Move Into the Future Today
Updated: Sep 25, 2020
State of 3D Tour Technology
State of 3D Tour Technology These days 3D tours are widely used for visualizing and marketing indoor spaces. They are also used to provide detailed space documentation such as floor plans and measurements. Anyone looking at getting into making 3D tours is likely overwhelmed by the number of technological offerings from many different vendors and may have a hard time choosing which one to use. This review provides a comparison of the most popular methods and products for capturing property data and creating 3D tours. It discusses advantages and weaknesses of different types of cameras and equipment. I will be drawing on my previous experience developing optical metrology systems and more recently designing one of the discussed technologies (iGUIDE).

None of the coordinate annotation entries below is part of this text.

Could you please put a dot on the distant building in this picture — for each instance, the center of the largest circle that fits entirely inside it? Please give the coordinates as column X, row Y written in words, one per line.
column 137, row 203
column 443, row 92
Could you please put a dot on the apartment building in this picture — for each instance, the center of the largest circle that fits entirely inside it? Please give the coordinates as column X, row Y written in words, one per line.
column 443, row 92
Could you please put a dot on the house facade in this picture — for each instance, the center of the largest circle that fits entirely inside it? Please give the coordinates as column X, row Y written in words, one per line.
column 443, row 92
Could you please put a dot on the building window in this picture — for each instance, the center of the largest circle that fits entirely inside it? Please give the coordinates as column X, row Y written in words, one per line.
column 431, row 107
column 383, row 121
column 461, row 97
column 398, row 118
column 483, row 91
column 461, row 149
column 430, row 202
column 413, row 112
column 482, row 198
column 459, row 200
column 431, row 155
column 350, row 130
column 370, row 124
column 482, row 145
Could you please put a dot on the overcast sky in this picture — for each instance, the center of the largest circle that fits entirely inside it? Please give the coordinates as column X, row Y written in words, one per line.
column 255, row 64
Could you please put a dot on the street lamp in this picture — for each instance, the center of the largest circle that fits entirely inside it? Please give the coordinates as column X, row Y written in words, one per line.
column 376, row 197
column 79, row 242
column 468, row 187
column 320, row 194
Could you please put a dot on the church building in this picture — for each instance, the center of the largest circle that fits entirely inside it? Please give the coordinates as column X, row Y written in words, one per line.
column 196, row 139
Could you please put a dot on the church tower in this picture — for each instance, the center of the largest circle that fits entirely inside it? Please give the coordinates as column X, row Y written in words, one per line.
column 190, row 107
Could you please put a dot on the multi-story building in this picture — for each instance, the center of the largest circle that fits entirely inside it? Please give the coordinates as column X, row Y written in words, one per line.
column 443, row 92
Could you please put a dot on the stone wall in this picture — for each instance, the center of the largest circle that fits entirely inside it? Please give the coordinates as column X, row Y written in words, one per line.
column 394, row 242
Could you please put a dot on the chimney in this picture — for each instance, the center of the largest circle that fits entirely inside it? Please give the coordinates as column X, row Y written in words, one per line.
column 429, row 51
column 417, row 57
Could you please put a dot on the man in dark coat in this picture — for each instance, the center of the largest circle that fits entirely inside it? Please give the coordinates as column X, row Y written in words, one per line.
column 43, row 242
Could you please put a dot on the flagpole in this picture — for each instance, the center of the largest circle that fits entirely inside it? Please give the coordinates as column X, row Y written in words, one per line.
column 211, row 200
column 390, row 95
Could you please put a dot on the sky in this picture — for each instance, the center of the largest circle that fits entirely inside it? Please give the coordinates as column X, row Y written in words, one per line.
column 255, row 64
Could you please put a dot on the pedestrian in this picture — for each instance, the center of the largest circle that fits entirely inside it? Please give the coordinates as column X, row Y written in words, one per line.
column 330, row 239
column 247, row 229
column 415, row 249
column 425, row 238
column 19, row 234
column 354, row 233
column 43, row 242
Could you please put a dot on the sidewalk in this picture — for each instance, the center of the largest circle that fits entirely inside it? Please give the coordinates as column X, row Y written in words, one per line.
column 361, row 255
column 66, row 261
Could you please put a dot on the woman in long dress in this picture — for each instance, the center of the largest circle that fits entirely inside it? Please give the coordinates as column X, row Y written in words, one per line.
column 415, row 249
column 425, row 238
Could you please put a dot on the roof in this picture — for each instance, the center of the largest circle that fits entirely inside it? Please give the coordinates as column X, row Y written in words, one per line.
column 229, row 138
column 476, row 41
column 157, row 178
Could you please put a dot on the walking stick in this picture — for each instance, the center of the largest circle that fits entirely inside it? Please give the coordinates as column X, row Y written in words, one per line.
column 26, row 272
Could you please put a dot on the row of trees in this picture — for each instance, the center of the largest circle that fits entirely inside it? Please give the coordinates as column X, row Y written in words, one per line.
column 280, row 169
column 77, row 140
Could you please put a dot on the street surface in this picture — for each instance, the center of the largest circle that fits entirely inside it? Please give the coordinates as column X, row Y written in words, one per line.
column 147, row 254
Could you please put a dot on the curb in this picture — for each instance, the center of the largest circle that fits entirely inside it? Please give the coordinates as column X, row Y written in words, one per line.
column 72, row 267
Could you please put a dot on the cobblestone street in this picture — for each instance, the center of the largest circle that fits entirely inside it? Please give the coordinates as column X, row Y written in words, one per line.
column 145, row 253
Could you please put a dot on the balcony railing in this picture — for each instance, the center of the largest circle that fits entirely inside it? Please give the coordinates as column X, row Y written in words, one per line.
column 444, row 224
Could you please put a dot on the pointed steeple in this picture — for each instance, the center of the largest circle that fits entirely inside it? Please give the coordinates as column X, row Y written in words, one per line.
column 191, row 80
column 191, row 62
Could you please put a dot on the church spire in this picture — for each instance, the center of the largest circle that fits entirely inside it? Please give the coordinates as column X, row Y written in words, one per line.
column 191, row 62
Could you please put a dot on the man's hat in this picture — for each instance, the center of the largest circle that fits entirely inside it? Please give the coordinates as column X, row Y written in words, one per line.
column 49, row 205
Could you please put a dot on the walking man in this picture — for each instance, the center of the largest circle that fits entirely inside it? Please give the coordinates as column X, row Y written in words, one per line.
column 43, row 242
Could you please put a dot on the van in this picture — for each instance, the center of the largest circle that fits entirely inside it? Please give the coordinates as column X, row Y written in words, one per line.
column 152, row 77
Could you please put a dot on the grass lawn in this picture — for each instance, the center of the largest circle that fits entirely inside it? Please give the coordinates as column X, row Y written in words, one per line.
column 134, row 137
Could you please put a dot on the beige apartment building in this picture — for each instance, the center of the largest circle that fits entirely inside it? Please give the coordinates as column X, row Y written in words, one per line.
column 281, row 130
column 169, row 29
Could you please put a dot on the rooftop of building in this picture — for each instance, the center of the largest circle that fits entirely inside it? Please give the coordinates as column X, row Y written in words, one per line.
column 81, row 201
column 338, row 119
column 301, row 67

For the most part, this discussion will focus on 3D tours of real physical spaces and not computer-generated 3D environments.
What is a 3D Tour?
Most often, a 3D tour is a series of 360° images, also called photospheres, panoramas, or panos, where a user can navigate from one 360° image to another. There is an opinion that simply using 360° images without an underlying 3D mesh, or 3D point cloud collected by a camera, is not enough for such a presentation to be called a 3D tour, so an explanation is needed. The term 3D, shorthand for three dimensional, means having three degrees of freedom in which a user can move. In each 360° image a user can look left-right and up-down and these degrees of freedom add up to two dimensions. In addition, a user can move between 360° images, zooming in and out of the images during such transitions. This degree of freedom adds yet another dimension, resulting in the experience of moving through 3D space. Because of that, the term “3D tour” is well justified for tours made using connected 360° images. Another way to show a 3D tour is to use a 3D mesh with image textures applied to it. This approach is generally not used in a web browser for rendering real physical spaces captured with a camera, due to the high complexity of 3D mesh for the limited resources of a web browser. However, computer-generated 3D environments are often rendered in web browsers using the textured 3D mesh approach because in such cases the 3D mesh is a lot simpler. The representative 3D tour technologies we will examine in this article are produced by iGUIDE, Matterport, Leica, Cupix, InsideMaps, Ricoh, Insta360, Immoviewer, and Zillow.
Navigation in 3D Tours
When viewing a 360° image, a user can look all the way around and up and down. They can also zoom in and out. When it comes to navigating to another 360° image, there are a few different options available.
360° Image Navigation
Early all 3D tours allow navigation through 3D space by clicking in 360° images on some kind of a hotspot or simply in a desired direction of movement. The 3D tour then renders a transition to the next location simulating movement in the 3D space. This type of simulated movement doesn’t render in an entirely realistic way and even in cases where an underlying 3D mesh is available, the transitions often exhibit noticeable unrealistic artifacts. Nevertheless, such imperfections have a relatively small effect on a user, because during the transition the human brain processes data mostly to assess speed and direction of motion, rather than details of the surrounding 3D space.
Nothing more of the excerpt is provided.